Known for his on and off-stage antics, Morello didn’t miss an opportunity to add some pizazz to the event in Van Nuys.
“I played some shredding guitar for them, and then got hundreds of high school kids up on stage with me for a version of Woody Guthrie’s ‘This Land is Your Land.’ We unveiled the equipment, the gear, and then they brought it back to the music room and began jamming,” he describes.
Morello believes in access to music for everyone, which makes him deeply concerned that arts programs are often the first to get axed.
“Artistic expression is a fundamental human need. … I know for me, music was both an inspiration and a life raft,” he says.
Music Will helps fill the gap left by budget cuts, and Morello explains that their approach to music education meets students where they are.
“They provide the kind of music programs that the kids want,” he says. “If they want to make hip-hop beats, or if they want to sing country and western songs, or if they want to be a heavy metal drummer, all of that's available to them.”
Morello’s desire to bring music to more kids is rooted in his own experience growing up. A self-proclaimed outsider, music provided a space where he could connect with people on a deeper level in his small, conservative Illinois town.
“When you actually are able to find expression through an instrument or playing in a band, and that sort of camaraderie and the chemistry, there's really nothing like it,” Morello describes. “I think that young people really need to be able to tap into their own creativity, their own expression, to help them determine who they are, who they want to be.”

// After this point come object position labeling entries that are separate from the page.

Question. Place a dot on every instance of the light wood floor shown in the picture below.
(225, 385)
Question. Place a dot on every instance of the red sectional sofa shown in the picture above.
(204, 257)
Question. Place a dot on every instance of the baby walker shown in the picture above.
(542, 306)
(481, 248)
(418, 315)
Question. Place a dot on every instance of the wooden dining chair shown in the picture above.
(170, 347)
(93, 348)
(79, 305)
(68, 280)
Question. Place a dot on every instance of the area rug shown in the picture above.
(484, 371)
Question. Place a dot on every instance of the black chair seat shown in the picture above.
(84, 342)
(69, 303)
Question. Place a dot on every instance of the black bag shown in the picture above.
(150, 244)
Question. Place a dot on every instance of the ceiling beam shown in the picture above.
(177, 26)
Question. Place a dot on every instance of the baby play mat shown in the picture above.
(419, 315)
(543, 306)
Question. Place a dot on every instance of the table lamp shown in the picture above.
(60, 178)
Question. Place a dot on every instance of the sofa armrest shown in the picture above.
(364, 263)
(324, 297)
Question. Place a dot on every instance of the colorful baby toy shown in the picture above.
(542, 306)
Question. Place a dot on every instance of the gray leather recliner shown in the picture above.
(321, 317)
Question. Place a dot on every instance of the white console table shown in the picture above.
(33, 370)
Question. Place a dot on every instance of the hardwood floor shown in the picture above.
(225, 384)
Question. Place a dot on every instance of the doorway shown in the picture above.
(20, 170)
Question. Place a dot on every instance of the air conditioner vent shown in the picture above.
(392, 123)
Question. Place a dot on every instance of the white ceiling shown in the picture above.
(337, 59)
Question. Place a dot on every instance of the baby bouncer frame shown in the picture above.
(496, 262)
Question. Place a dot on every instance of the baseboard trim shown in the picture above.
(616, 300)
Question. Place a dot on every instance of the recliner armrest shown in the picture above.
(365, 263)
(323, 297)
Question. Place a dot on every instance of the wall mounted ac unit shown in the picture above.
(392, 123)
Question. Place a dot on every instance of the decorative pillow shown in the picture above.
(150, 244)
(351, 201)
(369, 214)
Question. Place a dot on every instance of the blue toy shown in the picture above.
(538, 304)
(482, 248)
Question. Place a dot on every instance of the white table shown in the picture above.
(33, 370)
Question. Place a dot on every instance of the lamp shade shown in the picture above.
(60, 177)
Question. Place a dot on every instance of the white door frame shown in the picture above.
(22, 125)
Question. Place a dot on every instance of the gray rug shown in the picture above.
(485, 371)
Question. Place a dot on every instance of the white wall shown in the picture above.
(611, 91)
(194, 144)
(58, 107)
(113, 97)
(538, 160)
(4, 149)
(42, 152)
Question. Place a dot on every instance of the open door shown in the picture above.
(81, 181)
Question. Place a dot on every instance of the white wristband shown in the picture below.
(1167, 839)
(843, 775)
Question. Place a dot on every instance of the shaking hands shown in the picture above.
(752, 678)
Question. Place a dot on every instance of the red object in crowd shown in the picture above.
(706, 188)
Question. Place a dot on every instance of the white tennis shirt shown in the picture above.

As exemplified by his own music and activism, Morello believes that music is also a tool for social change. He wants the students at Van Nuys High to feel politically as well as artistically empowered.
“What I hope they take away is a growing realization that they are agents of history, they're agents of their own destiny, and that … whenever the world has changed, it's changed by people who are no different than any of those kids in the classroom.”